The preferred ethnicities tell us again something about our collective anxieties. It used to be that we would create status by invoking mestizo-hood through putative Spanish and American ancestors. But lately, and especially after Corazon Cojuangco Aquino (emphasis on Cojuangco) became president, it has also become useful to have a Limahong or two as well. (Note that a one-syllable surname like Tan or Lim doesn’t quite count.)
THE TIDE of nationalism beginning in the 1960s — which was when we tried to coin a pure Filipino language — also led later to a search for a kind of precolonial purity, preferably with datus, as Gloria Macapagal Arroyo has done.
The historian Benedict Anderson writes about how Filipinos seem to have gone through a lobotomy, a removal of a part of the brain responsible for memory. The amnesia is selective of course; we leave out bits and pieces of our colonial history, and practically all of our precolonial past.
Most Filipinos know little about the precolonial era. In part, this is because of colonialism, both Spanish and American, and the way the precolonial period was depicted as a kind of Dark Age, of ignorant pagan natives running around naked. With the nationalist period of the 1970s, the pendulum swung to the other end as we romanticized the precolonial period in our search for The Authentic Filipino.

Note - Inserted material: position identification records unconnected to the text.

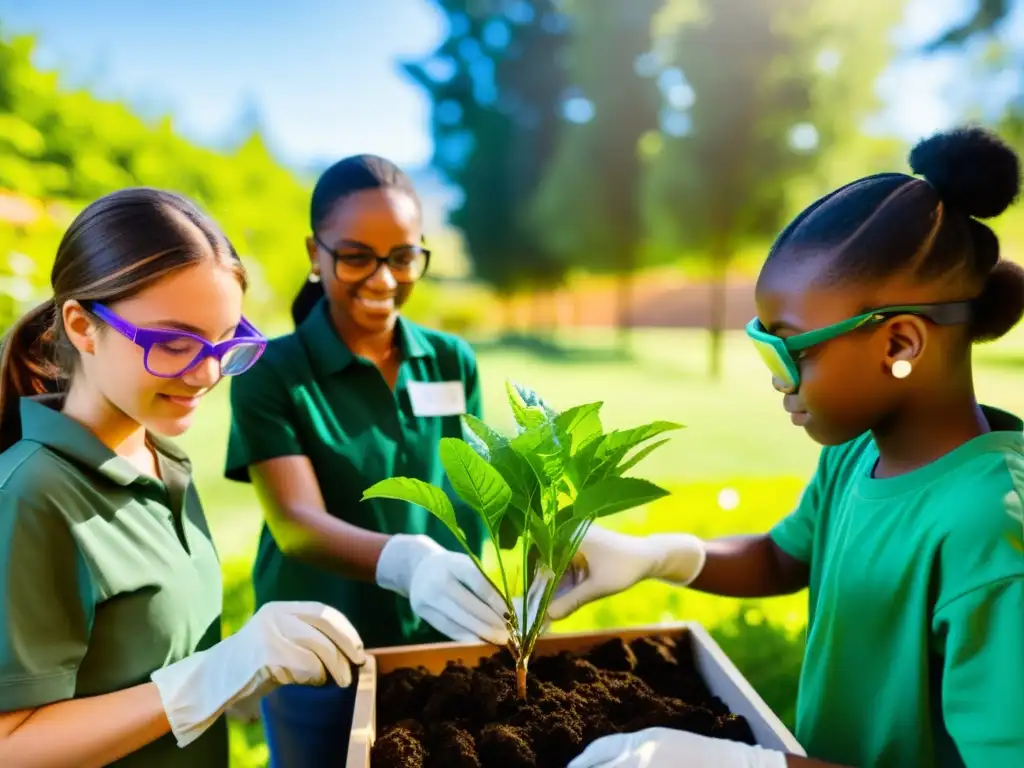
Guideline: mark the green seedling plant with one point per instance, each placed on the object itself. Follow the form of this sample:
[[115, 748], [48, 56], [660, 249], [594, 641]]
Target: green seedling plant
[[538, 491]]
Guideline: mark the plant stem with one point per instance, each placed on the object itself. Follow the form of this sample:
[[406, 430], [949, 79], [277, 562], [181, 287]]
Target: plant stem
[[520, 677]]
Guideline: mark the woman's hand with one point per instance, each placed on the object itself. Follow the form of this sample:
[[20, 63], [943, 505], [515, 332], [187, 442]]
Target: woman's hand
[[664, 748], [283, 643], [445, 589]]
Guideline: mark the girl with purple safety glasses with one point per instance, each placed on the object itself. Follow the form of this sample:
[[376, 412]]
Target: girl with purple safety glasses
[[111, 650]]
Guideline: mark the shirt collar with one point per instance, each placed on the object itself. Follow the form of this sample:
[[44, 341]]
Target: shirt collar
[[330, 354], [43, 422]]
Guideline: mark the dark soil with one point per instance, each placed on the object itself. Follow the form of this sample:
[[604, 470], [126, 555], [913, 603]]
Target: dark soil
[[470, 718]]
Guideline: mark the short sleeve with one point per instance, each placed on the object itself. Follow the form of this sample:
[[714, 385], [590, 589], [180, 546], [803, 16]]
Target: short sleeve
[[796, 532], [47, 609], [982, 643], [262, 421]]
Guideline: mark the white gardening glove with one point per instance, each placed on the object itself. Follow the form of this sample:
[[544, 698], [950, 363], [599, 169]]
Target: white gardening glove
[[664, 748], [607, 563], [283, 643], [445, 589]]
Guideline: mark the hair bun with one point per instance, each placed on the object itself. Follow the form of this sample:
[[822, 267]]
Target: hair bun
[[971, 168]]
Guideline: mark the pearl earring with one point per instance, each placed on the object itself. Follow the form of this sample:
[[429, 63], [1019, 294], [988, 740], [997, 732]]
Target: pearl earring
[[901, 369]]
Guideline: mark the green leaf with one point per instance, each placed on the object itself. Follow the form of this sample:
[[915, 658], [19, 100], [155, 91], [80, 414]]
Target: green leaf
[[614, 495], [520, 477], [630, 438], [639, 457], [526, 416], [532, 399], [599, 458], [423, 494], [484, 434], [479, 484], [546, 448], [582, 423]]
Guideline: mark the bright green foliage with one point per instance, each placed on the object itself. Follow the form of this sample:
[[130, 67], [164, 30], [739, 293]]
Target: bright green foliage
[[537, 491]]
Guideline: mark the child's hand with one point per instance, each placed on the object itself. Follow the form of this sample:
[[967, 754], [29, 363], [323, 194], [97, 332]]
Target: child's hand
[[609, 562]]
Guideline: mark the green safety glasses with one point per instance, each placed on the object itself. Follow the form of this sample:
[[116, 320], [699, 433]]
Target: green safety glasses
[[781, 354]]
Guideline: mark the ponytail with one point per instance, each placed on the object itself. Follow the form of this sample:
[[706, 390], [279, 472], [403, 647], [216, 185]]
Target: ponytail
[[308, 296], [28, 367]]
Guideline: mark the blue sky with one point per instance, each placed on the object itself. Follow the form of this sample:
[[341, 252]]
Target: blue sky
[[324, 73]]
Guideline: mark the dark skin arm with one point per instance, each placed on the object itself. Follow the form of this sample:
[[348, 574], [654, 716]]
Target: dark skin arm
[[755, 566], [750, 566], [297, 516]]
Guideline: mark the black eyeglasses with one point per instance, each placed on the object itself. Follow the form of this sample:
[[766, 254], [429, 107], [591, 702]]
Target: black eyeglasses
[[354, 262]]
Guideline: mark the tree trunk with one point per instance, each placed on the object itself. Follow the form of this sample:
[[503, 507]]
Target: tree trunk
[[537, 314], [719, 281], [625, 305], [508, 304]]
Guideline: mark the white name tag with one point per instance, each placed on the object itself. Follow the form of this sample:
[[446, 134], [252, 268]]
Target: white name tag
[[437, 397]]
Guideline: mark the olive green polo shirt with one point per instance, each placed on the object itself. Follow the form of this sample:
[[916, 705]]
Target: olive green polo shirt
[[309, 395], [105, 574]]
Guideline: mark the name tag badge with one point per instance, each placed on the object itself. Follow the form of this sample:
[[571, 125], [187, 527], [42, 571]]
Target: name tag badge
[[437, 397]]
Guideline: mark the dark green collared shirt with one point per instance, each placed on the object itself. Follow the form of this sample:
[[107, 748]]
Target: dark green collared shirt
[[309, 395], [105, 574]]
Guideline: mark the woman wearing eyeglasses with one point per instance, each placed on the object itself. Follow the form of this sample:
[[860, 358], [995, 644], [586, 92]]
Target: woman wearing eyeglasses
[[357, 393], [110, 624], [910, 534]]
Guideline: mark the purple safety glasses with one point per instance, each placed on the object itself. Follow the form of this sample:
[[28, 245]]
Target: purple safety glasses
[[170, 353]]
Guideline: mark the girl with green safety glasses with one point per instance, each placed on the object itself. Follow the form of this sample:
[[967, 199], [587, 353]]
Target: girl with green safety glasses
[[910, 534]]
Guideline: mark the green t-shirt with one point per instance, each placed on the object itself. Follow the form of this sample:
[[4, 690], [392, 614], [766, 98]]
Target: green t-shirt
[[915, 636], [107, 574], [309, 395]]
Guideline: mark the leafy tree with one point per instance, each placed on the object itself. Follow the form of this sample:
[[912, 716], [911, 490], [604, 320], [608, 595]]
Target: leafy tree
[[760, 96], [986, 16], [588, 209], [496, 86]]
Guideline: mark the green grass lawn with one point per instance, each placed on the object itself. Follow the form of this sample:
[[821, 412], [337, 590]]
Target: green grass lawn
[[737, 439]]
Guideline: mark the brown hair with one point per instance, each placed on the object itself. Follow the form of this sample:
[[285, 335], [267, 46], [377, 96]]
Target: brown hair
[[115, 248]]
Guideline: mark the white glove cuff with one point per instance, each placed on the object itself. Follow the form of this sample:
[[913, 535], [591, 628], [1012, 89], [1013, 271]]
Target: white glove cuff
[[399, 558], [677, 558], [190, 711]]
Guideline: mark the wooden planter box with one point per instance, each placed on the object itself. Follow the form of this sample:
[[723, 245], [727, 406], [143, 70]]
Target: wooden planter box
[[721, 675]]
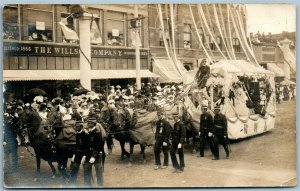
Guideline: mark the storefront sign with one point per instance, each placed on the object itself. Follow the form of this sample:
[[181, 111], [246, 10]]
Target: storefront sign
[[24, 49]]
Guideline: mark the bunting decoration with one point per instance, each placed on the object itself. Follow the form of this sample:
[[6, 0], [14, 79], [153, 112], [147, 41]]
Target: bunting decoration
[[68, 33]]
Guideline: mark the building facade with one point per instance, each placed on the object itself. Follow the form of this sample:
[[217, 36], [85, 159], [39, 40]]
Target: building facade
[[37, 53], [270, 56]]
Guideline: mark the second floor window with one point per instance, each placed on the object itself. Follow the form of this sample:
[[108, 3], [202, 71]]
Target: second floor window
[[236, 45], [187, 43], [10, 23], [39, 25], [114, 28]]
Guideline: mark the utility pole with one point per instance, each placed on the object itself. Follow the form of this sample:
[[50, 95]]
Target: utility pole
[[85, 53], [80, 13], [137, 52]]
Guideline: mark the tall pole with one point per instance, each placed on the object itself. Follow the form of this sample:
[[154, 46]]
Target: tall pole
[[85, 52], [137, 52]]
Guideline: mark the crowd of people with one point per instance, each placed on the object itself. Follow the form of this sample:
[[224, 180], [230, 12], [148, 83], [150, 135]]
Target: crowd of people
[[97, 111], [285, 92], [94, 109]]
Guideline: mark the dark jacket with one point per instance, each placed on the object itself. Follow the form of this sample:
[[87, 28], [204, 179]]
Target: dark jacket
[[95, 144], [178, 133], [82, 139], [220, 123], [162, 130], [206, 123]]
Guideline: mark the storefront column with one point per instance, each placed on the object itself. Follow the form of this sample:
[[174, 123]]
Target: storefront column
[[85, 52], [137, 53]]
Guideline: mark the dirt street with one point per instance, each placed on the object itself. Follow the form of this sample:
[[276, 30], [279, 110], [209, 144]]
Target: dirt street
[[264, 160]]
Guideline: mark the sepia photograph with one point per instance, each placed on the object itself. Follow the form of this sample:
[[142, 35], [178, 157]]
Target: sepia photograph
[[149, 95]]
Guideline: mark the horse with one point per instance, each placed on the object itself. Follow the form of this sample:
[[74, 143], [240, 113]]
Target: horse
[[120, 130], [42, 139], [181, 107]]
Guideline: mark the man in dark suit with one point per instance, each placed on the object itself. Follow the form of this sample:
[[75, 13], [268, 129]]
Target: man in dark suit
[[178, 134], [207, 132], [162, 135], [95, 155], [220, 123]]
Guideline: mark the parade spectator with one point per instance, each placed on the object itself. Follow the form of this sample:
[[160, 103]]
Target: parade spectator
[[43, 111], [75, 114], [94, 155], [206, 131], [178, 134], [81, 149], [162, 135], [10, 139], [220, 123]]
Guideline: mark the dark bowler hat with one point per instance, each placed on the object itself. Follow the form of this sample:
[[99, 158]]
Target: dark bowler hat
[[92, 120], [78, 123], [217, 107], [175, 114]]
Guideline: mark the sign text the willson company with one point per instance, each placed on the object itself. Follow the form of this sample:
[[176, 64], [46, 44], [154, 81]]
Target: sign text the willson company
[[22, 49]]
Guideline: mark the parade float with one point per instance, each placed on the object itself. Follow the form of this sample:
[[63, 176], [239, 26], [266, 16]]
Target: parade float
[[244, 91]]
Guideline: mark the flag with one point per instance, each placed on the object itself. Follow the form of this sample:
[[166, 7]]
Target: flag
[[69, 34], [95, 34]]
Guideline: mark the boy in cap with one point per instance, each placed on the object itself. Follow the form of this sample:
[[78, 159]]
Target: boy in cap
[[220, 123], [81, 150], [178, 134], [95, 155], [162, 135], [206, 131]]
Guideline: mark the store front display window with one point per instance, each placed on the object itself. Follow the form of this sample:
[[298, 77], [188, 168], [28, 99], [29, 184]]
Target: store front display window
[[114, 28], [40, 25], [10, 23]]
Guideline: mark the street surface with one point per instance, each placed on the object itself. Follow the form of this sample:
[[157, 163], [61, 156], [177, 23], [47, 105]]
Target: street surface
[[262, 161]]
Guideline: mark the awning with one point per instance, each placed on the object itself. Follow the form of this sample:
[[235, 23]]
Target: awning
[[30, 75], [278, 72], [167, 70]]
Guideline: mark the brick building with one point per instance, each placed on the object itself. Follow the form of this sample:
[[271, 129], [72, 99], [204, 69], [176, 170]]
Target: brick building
[[37, 54]]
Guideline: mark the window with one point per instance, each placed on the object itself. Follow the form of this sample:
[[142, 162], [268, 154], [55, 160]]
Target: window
[[96, 27], [219, 41], [236, 45], [39, 25], [210, 43], [187, 36], [188, 66], [10, 23], [132, 31], [70, 22], [114, 28], [167, 33]]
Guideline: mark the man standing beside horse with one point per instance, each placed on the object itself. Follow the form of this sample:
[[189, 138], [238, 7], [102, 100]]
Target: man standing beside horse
[[207, 132], [95, 155], [162, 135], [178, 135], [220, 123]]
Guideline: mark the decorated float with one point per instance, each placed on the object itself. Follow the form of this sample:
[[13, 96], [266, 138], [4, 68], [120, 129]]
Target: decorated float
[[245, 92]]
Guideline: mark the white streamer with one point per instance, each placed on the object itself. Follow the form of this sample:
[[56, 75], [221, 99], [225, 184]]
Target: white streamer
[[229, 31], [238, 35], [205, 23], [200, 40], [220, 31]]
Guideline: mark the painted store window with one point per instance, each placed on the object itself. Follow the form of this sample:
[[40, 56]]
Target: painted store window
[[114, 28], [68, 21], [187, 43], [167, 33], [236, 45], [96, 27], [10, 23], [135, 26], [39, 23]]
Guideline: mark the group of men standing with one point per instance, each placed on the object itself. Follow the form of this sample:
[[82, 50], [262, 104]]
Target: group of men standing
[[212, 130]]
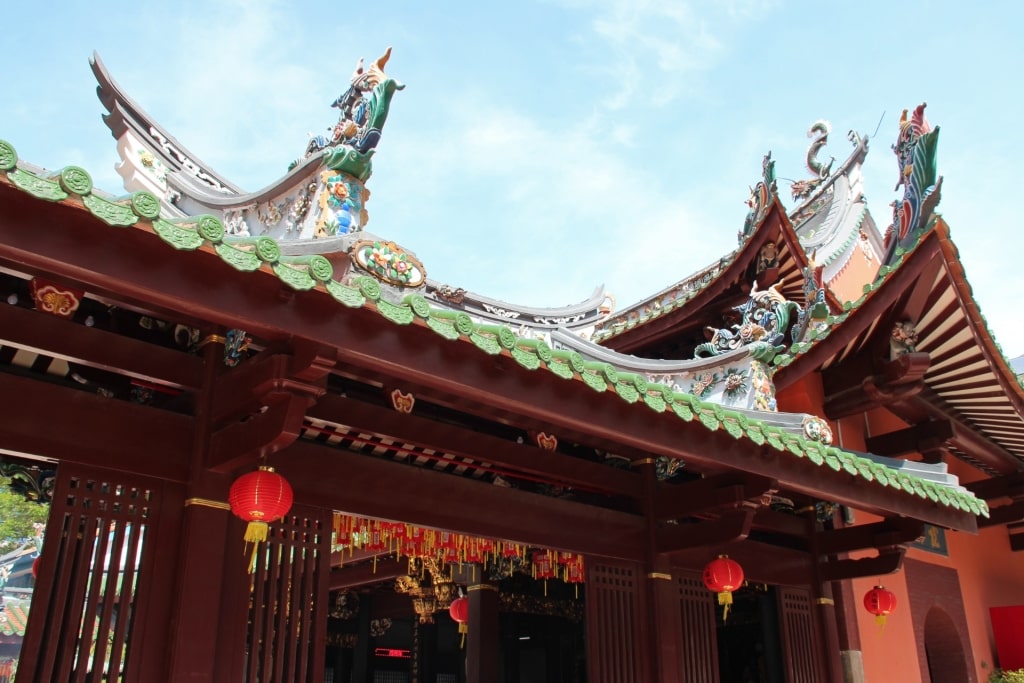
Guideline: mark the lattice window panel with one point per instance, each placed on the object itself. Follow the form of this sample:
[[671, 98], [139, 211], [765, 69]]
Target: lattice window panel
[[696, 609], [801, 642], [96, 545], [612, 621], [288, 605]]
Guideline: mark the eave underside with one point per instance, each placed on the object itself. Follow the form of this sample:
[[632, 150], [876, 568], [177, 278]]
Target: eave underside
[[299, 382], [966, 381]]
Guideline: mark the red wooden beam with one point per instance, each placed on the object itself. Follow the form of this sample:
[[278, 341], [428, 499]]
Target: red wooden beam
[[475, 445], [61, 338], [74, 426], [368, 572], [720, 491], [373, 486]]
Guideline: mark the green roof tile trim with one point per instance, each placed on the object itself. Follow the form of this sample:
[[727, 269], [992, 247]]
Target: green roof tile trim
[[815, 336], [616, 327], [310, 272], [854, 233]]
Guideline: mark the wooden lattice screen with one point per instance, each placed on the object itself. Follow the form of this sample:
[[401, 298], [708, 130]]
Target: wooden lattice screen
[[97, 551], [699, 648], [613, 622], [801, 641], [288, 608]]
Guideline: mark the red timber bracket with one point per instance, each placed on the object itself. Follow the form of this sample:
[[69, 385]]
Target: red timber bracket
[[889, 537], [259, 407], [899, 380]]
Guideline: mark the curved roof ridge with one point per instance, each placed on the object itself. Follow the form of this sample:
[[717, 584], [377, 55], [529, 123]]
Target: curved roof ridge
[[74, 188], [124, 115], [586, 312]]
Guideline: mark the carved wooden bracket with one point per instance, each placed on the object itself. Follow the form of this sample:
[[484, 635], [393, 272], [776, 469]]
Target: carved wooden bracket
[[715, 493], [261, 406], [899, 380], [887, 561]]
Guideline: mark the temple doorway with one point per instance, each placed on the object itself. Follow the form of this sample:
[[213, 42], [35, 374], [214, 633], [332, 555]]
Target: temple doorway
[[750, 645]]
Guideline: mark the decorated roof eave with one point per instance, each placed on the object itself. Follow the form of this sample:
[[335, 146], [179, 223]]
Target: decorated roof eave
[[997, 361], [669, 316], [893, 281], [799, 463], [576, 314], [124, 114], [799, 254]]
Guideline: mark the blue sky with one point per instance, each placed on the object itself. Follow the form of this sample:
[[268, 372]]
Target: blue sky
[[544, 148]]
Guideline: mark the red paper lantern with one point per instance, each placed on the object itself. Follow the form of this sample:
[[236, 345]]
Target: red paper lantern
[[881, 602], [459, 611], [723, 577], [260, 498]]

It is important, certainly, to go back to our precolonial period, but not to look for a pure Filipino culture. In the first place, the “Filipino” did not come into existence until the 19th century, and initially, it was a term reserved for Spaniards born in the Philippines. Later, it was expropriated by Rizal and other ilustrados, the illuminated bourgeoisie, who could see a Filipino as a loyal subject of Spain.
The roots of what we call Filipino culture today do date back to the precolonial period, and there is still much to do here around archaeology, anthropology, and linguistics to reconstruct that period. But what we have so far is already fascinating, including the way it reflects how our cultures were constantly being hybridized during that time.
There is a persistent myth — unfortunately propagated by early anthropologists — that Philippine culture evolved out of several “waves” of migrants: the Negritos, the Indonesians, the Malays, with suggestions that each wave came in and transplanted, in toto, a whole culture superior to the previous one. This image of our cultural past became even more colorful with stories of the 10 datus of Panay and the Kalantiaw Code, an elaborate if not rather sadistic prescription of punishments for various crimes supposedly formulated by some great datu, possibly of the “Malay” wave.
Kalantiaw and the 10 datus have since been proven to be fabricated, although the Philippine government discontinued its Order of Kalantiaw award only in 2003. The wave theory is no longer accepted by most anthropologists and historians, and is now seen as simplistic, even racist, with its insinuations of “superior” and “inferior” cultures. Filipino culture(s) is an amalgam, the result of different cultures interacting with each other, rather than distinct pre-assembled waves.